I accuse the three handwriting experts, sirs Belhomme, Varinard and
Couard, of submitting untrue and fraudulent reports, unless a medical
examination declares them to be affected by a disease of sight and
judgment.
I accuse the offices of the war of carrying out an abominable press
campaign, particularly in the Flash and the Echo of Paris, to mislead
the public and cover their fault.
Finally, I accuse the first council of war of violating the law by
condemning a defendant with unrevealed evidence, and I accuse the second
council of war of covering up this illegality, by order, by committing
in his turn the legal crime of knowingly discharging the culprit.

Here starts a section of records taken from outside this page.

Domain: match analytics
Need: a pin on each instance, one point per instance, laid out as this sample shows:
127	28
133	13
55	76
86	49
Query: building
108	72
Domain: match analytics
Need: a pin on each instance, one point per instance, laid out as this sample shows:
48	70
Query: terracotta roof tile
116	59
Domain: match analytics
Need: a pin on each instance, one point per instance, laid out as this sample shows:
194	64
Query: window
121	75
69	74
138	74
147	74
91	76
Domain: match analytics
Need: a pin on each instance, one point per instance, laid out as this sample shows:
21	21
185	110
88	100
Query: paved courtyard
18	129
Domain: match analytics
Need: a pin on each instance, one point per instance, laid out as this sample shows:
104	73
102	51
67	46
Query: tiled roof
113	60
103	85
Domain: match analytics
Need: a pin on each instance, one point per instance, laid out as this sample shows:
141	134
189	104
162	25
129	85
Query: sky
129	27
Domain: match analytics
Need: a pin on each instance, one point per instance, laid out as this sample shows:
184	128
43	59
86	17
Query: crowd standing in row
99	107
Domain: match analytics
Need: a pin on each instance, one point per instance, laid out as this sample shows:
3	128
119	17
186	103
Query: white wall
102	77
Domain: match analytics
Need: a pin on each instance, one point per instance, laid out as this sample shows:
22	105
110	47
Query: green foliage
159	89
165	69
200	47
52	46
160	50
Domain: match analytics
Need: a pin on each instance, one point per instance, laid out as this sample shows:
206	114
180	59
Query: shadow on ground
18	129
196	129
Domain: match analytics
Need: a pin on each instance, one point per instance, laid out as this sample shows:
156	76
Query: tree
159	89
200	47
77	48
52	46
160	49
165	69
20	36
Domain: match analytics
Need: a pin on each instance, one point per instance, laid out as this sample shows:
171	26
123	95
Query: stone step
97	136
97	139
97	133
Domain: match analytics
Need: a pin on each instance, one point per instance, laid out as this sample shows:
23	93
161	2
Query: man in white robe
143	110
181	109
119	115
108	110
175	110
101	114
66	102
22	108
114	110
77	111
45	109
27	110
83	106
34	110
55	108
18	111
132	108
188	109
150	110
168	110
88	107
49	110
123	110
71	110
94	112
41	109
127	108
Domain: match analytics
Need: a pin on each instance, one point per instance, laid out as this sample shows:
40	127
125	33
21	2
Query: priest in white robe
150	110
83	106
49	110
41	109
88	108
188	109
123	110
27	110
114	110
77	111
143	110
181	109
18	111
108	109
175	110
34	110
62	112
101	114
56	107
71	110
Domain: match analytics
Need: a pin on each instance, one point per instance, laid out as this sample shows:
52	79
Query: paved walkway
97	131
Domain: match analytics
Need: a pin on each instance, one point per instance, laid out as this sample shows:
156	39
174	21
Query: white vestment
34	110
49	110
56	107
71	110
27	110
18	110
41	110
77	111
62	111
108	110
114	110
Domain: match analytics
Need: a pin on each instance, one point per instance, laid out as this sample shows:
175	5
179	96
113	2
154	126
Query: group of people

While proclaiming these charges, I am not unaware of subjecting
myself to articles 30 and 31 of the press law of July 29, 1881, which
punishes the offense of slander. And it is voluntarily that I expose
myself.
As for the people I accuse, I do not know them, I never saw them, I
have against them neither resentment nor hatred. They are for me only
entities, spirits of social evil. And the act I accomplished here is
only a revolutionary mean for hastening the explosion of truth and
justice.
I have only one passion, that of the light, in the name of humanity
which has suffered so and is entitled to happiness. My ignited protest
is nothing more than the cry of my heart. That one thus dares to
translate for me into court bases and that the investigation takes place
at the great day! I wait.
Please accept, Mr. President, the assurance of my deep respect.